Mittelmässiger Alien Film, der ganz frech vom Original Alien 1 geklaut hat. diverse Szenen kommen einem verdammt bekannt vor... z.B. Rennt eine Katze durch Bild incl. Pfütze bevor das Alien zuschlägt. Selbst das Alien wurde "versucht" zu kopieren... und macht es für diese Billig-Produktion gar nicht so schlecht - da kennt man deutlich schlechtere Filme, wo man doch besser auf ein Monster verzichtet hätte.

Chuck Napier auch bekannt als Mordock (Rambo II) spielt hier die Hauptrolle.

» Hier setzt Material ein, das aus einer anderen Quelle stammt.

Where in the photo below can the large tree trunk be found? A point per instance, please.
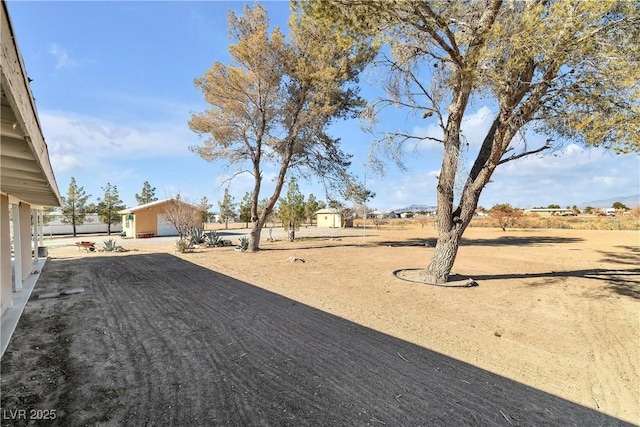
(254, 235)
(292, 232)
(444, 256)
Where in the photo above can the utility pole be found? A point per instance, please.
(364, 206)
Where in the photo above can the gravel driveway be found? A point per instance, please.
(156, 340)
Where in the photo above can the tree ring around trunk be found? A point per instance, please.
(418, 275)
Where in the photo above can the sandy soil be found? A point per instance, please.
(555, 310)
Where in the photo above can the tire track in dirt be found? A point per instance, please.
(160, 341)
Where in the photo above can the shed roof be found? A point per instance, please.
(151, 205)
(25, 168)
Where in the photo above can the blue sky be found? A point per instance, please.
(113, 82)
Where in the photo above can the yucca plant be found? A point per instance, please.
(212, 238)
(196, 234)
(184, 245)
(243, 243)
(110, 245)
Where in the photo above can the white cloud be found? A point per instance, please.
(77, 142)
(571, 176)
(474, 128)
(62, 57)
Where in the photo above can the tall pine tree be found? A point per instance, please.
(74, 206)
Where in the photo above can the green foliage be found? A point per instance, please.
(182, 215)
(205, 208)
(109, 245)
(147, 195)
(184, 245)
(273, 104)
(74, 206)
(196, 234)
(109, 206)
(243, 243)
(291, 209)
(357, 193)
(311, 207)
(227, 207)
(212, 238)
(567, 69)
(47, 215)
(245, 208)
(506, 215)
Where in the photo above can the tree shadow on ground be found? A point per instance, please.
(520, 241)
(498, 241)
(623, 282)
(157, 338)
(428, 242)
(629, 255)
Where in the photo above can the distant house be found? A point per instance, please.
(550, 211)
(91, 225)
(146, 220)
(331, 218)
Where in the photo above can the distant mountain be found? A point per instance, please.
(416, 208)
(629, 201)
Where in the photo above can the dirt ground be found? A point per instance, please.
(320, 332)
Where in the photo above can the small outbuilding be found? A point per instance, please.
(331, 218)
(147, 221)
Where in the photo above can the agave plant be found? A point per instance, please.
(212, 238)
(196, 235)
(110, 245)
(243, 243)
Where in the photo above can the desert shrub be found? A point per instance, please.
(184, 245)
(196, 234)
(212, 238)
(243, 243)
(110, 245)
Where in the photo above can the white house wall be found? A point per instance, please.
(5, 259)
(95, 226)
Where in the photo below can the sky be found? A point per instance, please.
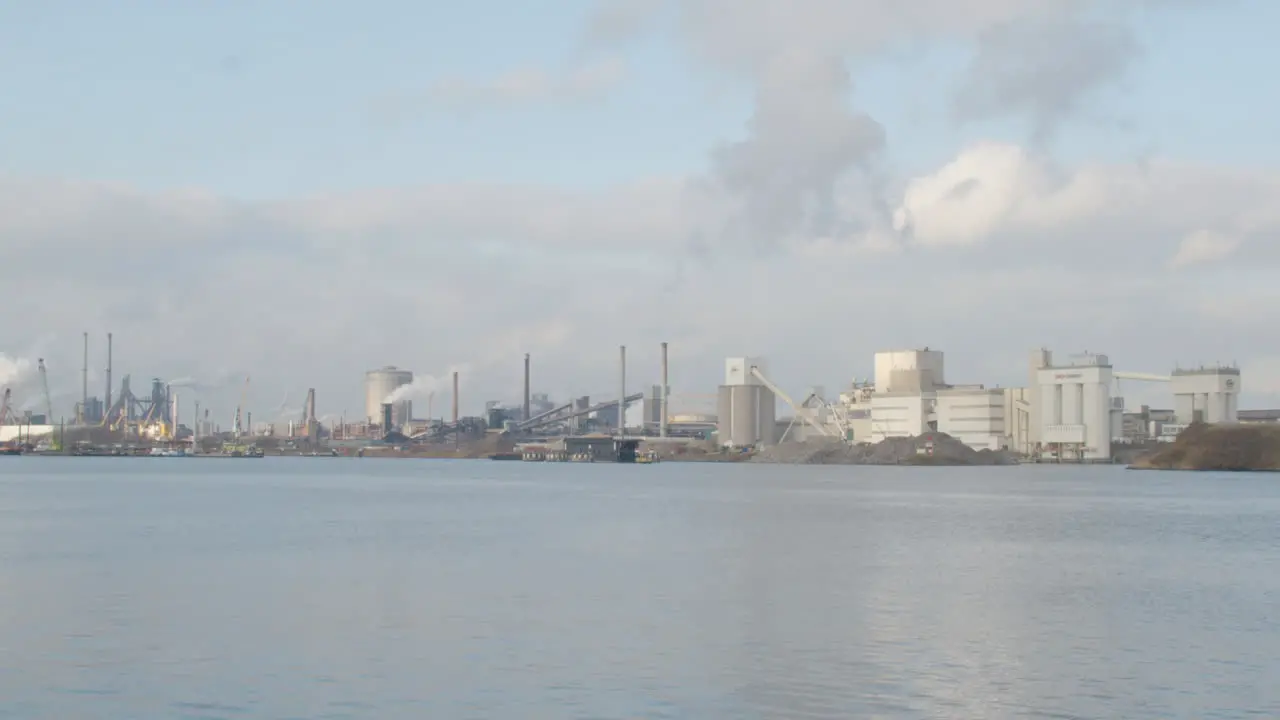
(298, 192)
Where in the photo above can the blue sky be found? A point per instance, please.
(261, 106)
(280, 99)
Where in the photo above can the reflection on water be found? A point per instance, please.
(343, 588)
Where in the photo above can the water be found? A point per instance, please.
(318, 588)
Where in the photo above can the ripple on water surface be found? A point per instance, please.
(344, 588)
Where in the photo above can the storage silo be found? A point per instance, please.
(379, 384)
(746, 415)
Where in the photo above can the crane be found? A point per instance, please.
(44, 384)
(799, 410)
(237, 427)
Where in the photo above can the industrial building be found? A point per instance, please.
(1206, 395)
(379, 386)
(1078, 418)
(746, 408)
(912, 397)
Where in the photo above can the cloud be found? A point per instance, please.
(798, 236)
(474, 274)
(14, 370)
(996, 191)
(1205, 246)
(589, 81)
(1042, 68)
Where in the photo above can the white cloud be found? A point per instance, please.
(1205, 246)
(311, 292)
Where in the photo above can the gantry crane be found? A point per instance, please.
(237, 428)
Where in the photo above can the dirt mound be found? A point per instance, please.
(1217, 447)
(933, 449)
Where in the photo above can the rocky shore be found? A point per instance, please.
(1217, 447)
(933, 449)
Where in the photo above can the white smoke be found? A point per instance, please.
(424, 386)
(14, 370)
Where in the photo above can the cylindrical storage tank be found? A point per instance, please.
(746, 415)
(379, 387)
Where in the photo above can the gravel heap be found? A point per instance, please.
(891, 451)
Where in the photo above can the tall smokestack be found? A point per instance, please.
(455, 399)
(622, 392)
(662, 405)
(85, 383)
(108, 409)
(457, 431)
(526, 388)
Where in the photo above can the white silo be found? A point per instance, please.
(379, 386)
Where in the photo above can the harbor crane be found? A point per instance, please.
(44, 386)
(237, 427)
(800, 411)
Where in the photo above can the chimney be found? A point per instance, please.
(85, 383)
(526, 388)
(662, 404)
(622, 392)
(455, 399)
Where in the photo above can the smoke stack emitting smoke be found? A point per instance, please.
(14, 370)
(424, 386)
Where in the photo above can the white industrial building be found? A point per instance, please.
(976, 417)
(1068, 411)
(1077, 417)
(912, 397)
(379, 386)
(22, 432)
(746, 406)
(1206, 395)
(906, 383)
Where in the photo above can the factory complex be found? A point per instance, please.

Durchschnittlicher Alien Film - kann man mal anschauen, aber man wird nichts vermissen, wenn man es nicht tut...

6

Ein halbwegs brauchbarer irdischer ALIEN-Abklatsch. Im Falle von Billigregisseur Fred Olen Ray bedeutet dies aber bereits: der womöglich beste Beitrag in dessen gesamten Schaffen! Dass das außerirdische Monster mal wieder wie Gigers Xenomorph ausschaut, nur mit Stacheln und Tentakeln, versteht sich wohl von selbst. Charles Napier ist als alternder, kaputter Rauhbein-Cop perfekt gecastet und durch seinen Sarksamus bekommt der Trash auch eine gewisse Coolness verliehen. Leider war die US-Fassung, die ich gesehen habe, so stark abgedunkelt, dass ich von dem Einsatz der Kettensäge und dem kleinen Blutspektakel im Finale nicht viel mitbekommen habe. So oder so ist das ein nettes kleines SciFi-Horror-Movie - und es genießt sogar einen gewissen Kultstatus in einigen Filmfankreisen.

7

Deep Space.....ein Film am Reissbrett entworfen, ohne Tiefgang, vollgepackt mit dämlichen dialogen und miesen Effekten......so solls sein. Es herrscht Krieg im All (keine Ahnung warum). Das Militär züchtet Viecher im All für...ja was genau eigentlich ? Achja, Krieg im All. Irgendwie stürzt ein Satellit, vollgepackt mit drei Viechern auf die Erde. Zwei kleine und ein großes. Und wie das so ist, entdecken zwei Teenager (klar) die Absturzstelle und "zack" werden sie in Stücke gerissen. Irgendwann entdeckt natürlich auch die Polizei den Ort. Und das in Form von zwei abgebrühten Cops, die sich einen Scheiß um Vorschriften kümmern. Lange Rede gar kein Sinn: Am Ende gewinnen die Guten. Was sich wie ein Langweiler liest entpuppt sich als trashiges Vergnügen erster Kajüte. Glotter, Splatter, etc. alles da. Dazu noch eine recht prominente Besetzung und schon steht einem bierseligen Abend nix mehr im Wege.